After weekly meditations and workouts, plenty of free lunches at the Jesuit residence, a retreat, hours of praying for these guys on my own time, and dancing on court during many, many timeouts, I don’t know why I did it. It’s not that they’ve been cold; quite the contrary—these are good men, and they’ve welcomed me on to their team far more than I’ve allowed myself to feel a part of it.
Ten minutes before the game begins, I’m invited to join the team in the locker room, a tiny cinderblock square made comically tinier by their gigantic proportions. I had never joined them in the pre-game locker room before.

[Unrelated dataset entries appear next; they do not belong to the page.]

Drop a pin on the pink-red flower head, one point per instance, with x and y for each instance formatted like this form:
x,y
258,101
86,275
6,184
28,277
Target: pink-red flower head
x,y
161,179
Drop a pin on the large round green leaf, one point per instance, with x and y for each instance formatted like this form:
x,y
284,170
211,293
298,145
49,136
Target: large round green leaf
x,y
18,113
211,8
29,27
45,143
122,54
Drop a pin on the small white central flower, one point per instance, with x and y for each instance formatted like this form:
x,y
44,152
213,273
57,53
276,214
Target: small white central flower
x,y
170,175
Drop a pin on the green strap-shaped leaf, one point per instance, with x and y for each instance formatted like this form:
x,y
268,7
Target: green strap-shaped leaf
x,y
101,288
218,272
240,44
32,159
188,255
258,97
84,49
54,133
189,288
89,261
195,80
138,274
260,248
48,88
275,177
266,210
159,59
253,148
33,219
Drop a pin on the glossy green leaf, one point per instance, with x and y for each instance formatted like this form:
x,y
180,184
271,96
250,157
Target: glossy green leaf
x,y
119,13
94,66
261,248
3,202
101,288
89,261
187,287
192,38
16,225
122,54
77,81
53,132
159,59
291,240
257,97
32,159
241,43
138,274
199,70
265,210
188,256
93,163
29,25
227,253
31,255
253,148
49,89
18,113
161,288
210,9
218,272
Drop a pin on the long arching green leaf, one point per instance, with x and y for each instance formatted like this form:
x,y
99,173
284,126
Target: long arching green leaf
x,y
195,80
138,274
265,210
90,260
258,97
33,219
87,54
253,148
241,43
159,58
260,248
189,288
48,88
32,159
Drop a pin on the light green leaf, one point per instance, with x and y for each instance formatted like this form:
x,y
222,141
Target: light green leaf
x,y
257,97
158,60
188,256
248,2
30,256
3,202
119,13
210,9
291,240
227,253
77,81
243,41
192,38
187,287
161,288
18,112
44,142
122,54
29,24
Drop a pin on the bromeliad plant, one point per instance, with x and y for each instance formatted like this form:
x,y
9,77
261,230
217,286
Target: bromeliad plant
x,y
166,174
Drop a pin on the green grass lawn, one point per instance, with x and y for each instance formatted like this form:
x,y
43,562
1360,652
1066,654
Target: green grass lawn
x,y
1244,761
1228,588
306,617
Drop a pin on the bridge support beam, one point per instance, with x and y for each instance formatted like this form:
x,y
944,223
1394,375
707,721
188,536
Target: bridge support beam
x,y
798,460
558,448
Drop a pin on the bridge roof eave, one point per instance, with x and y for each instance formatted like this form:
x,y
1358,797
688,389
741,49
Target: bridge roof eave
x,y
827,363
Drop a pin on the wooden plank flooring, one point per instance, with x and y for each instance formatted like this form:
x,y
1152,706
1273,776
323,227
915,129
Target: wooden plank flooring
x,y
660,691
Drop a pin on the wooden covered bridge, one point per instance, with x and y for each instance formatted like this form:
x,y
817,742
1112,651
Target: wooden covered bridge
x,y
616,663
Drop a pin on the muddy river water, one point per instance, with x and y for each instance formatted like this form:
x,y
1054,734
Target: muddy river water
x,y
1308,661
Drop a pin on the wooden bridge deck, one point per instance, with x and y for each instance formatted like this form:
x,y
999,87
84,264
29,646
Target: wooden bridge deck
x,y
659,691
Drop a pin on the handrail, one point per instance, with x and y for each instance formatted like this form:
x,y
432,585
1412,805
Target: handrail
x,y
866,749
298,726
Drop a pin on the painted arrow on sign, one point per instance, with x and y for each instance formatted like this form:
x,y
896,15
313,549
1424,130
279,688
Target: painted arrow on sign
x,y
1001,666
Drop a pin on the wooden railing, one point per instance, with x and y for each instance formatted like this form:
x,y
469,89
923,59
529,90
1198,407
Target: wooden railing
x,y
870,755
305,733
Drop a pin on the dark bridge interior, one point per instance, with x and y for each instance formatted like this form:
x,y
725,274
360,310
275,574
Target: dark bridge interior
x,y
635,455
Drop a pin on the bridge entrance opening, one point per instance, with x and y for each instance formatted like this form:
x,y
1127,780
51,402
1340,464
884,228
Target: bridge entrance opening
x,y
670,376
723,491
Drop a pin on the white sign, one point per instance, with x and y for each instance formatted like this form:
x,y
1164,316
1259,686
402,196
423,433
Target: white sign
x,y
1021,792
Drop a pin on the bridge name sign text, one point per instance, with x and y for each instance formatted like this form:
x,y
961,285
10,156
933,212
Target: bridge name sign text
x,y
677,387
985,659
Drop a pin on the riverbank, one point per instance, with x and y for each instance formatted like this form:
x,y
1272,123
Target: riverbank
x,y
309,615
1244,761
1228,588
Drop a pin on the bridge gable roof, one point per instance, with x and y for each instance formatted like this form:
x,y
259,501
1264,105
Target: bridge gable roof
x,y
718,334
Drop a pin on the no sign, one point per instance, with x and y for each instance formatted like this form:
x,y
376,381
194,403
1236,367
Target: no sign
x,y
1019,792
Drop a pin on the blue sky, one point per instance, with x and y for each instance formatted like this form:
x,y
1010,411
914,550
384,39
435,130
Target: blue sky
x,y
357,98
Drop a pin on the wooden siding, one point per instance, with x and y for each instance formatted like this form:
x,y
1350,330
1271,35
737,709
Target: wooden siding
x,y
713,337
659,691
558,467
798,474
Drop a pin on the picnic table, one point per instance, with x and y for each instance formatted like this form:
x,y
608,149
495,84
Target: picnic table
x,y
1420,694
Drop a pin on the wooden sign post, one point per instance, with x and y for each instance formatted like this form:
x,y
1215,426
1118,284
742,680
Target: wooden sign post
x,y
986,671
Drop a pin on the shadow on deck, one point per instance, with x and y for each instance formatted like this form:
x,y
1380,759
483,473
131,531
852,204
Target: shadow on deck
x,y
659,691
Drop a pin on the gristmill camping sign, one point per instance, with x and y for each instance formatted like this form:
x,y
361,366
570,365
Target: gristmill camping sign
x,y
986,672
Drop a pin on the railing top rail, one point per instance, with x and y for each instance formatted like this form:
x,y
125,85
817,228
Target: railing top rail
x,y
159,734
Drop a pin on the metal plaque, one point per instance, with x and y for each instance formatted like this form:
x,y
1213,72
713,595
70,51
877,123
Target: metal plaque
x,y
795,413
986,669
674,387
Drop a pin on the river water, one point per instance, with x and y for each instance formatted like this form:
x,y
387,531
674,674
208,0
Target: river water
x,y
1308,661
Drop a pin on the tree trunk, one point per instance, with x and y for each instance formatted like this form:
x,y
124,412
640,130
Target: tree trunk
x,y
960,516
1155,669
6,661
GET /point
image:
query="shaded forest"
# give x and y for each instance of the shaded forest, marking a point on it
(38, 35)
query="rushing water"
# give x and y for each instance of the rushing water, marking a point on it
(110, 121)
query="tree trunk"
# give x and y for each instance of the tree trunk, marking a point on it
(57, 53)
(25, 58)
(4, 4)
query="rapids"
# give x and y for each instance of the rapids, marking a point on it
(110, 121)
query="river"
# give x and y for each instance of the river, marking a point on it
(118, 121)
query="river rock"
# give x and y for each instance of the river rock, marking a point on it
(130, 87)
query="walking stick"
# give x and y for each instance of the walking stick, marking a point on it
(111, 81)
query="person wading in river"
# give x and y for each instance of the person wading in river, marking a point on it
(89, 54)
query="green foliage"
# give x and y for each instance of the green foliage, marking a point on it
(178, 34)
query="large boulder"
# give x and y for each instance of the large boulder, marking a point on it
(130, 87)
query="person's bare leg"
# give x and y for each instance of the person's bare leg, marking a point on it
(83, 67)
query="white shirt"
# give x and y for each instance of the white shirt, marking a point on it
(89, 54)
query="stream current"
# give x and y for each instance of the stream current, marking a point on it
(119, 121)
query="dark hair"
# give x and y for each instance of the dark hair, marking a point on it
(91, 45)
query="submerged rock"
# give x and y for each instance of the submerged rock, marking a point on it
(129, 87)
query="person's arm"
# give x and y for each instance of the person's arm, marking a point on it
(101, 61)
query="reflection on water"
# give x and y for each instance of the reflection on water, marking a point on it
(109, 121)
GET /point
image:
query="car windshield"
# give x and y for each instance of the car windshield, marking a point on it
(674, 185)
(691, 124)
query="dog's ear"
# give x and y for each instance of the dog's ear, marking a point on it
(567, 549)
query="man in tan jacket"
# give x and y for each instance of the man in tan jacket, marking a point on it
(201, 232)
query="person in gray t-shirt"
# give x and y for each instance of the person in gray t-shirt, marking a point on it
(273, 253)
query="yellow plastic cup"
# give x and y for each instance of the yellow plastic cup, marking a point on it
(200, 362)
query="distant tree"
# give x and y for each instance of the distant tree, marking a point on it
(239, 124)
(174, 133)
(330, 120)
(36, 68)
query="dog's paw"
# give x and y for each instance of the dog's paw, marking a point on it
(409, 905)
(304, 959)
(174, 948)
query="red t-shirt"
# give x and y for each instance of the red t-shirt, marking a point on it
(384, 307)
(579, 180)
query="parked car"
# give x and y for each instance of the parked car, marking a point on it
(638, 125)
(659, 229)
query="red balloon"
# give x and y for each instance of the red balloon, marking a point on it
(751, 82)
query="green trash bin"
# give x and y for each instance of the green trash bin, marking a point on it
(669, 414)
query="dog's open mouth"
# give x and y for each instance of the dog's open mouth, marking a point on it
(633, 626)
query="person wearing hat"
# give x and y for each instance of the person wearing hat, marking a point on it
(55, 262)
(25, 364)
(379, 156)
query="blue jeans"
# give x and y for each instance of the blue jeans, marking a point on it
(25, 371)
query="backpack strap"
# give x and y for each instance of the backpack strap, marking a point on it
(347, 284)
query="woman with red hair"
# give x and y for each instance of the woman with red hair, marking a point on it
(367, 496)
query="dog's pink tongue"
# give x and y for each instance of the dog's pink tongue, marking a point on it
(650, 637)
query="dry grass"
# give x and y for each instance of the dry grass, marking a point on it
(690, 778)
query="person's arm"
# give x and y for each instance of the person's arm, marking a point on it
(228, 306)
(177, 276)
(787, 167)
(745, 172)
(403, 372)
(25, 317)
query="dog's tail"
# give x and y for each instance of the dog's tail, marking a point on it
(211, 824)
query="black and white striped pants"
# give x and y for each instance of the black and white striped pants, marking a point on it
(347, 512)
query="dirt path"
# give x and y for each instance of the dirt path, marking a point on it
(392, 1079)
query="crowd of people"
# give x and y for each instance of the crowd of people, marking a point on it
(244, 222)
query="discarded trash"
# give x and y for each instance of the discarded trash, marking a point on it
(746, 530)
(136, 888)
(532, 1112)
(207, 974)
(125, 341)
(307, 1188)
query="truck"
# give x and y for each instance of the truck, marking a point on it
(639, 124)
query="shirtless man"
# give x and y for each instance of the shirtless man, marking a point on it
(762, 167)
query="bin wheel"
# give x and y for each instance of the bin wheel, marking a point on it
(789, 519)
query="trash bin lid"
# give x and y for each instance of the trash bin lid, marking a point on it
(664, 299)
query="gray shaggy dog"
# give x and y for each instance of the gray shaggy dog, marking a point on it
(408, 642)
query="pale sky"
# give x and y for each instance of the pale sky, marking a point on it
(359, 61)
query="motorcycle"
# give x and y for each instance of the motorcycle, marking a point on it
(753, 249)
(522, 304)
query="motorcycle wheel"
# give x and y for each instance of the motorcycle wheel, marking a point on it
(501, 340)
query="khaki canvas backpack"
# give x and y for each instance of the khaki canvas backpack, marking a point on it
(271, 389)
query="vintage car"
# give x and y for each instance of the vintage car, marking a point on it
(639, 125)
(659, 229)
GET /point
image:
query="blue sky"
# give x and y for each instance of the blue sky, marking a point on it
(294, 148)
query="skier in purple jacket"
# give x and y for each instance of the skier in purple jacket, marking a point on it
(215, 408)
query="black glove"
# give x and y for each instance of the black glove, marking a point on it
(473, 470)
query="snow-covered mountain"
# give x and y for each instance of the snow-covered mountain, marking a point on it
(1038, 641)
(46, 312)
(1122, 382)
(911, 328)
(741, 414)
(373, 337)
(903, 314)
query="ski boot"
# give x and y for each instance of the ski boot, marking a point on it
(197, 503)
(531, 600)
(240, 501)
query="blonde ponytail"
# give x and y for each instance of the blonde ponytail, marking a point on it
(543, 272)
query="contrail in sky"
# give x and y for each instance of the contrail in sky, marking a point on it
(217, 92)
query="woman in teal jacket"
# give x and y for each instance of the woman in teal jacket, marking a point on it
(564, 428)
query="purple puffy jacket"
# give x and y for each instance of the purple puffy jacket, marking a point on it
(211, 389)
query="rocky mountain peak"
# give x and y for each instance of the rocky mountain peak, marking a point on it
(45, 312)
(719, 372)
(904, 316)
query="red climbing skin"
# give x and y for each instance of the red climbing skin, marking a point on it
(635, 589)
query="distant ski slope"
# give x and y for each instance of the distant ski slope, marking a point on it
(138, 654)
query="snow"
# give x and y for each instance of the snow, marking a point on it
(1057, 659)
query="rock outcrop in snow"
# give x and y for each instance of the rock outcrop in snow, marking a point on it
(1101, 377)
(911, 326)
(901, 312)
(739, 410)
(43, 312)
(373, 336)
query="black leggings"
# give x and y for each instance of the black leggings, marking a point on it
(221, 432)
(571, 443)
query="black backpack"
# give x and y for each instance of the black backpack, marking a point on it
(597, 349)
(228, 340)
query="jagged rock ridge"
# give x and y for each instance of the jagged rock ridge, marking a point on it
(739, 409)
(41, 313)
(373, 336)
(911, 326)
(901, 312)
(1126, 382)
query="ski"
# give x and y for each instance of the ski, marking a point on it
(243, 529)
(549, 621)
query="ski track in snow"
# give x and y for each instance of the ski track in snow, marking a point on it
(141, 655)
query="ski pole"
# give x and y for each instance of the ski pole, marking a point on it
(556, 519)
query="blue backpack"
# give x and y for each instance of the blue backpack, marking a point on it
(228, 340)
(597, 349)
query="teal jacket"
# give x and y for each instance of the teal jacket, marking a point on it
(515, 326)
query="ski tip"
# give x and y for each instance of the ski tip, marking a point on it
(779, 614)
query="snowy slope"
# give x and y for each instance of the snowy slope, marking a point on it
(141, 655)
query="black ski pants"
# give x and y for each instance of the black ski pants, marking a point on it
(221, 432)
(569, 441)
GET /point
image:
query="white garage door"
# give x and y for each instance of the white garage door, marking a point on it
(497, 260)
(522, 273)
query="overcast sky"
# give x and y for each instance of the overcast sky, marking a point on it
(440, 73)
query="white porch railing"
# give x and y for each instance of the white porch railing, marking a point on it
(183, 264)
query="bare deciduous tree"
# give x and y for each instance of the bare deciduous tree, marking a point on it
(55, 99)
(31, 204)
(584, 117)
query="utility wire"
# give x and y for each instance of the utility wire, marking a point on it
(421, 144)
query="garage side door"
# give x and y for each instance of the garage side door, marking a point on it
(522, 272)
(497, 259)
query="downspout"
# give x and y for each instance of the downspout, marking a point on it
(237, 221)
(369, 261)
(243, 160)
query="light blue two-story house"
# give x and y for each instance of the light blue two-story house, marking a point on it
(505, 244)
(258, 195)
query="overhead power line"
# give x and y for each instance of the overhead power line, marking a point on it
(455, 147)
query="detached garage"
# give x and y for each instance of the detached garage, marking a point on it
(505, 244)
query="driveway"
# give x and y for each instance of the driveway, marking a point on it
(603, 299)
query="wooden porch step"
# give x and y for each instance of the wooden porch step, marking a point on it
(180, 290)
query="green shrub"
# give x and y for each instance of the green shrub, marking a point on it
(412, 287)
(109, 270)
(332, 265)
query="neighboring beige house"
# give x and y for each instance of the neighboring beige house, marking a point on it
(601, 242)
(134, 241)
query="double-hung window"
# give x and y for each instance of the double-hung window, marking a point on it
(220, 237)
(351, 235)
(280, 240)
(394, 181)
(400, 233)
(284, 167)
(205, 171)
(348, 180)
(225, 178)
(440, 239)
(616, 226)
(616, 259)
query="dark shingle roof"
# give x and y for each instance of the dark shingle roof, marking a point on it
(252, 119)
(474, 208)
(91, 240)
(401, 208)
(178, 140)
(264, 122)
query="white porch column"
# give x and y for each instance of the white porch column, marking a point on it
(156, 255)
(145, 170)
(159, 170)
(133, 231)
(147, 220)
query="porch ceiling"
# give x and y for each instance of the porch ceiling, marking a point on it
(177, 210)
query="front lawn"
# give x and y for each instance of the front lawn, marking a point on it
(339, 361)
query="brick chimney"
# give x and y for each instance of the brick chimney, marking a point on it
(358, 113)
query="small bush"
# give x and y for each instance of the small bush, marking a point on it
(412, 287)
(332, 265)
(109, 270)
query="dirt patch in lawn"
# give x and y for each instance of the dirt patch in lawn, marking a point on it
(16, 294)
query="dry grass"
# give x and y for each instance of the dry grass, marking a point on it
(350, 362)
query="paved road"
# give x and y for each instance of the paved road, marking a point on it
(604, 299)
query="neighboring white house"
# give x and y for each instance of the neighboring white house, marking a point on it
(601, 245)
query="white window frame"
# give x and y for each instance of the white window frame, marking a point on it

After a brief pep talk from one of the captains, the setter calls their attention, crosses himself, and begins to recite the prayer for generosity. For three years, the old chaplain and I have ended each post-practice meditation with this prayer, but I didn’t know they prayed it before each game. They all join in. I assumed that when I recited to them those dozens of times before, they were either asleep from the relaxation of meditation or off in some distant recess of their collective college mind. But in that locker room, as I speak the familiar words with them, it appears they’ve been listening after all. They are far more generous than I gave them credit for. They are faithful men. They care for me and for what we’ve done as companions. They’ve been praying all along and I, after worrying for so long about what I could offer, finally received the gift of their prayer.
From that moment, I figured they’d be ok, and I’d be ok too. We won that night, and in the 5th set a week later, (incredibly, playing our conference rivals again) we took the whole thing. 23-21. NCAA national champions. It was a moment to remember. Before the game, I made sure to go up to the chapel in our Jesuit community and pray: “Lord, teach me to be generous…” From there, what would be would be.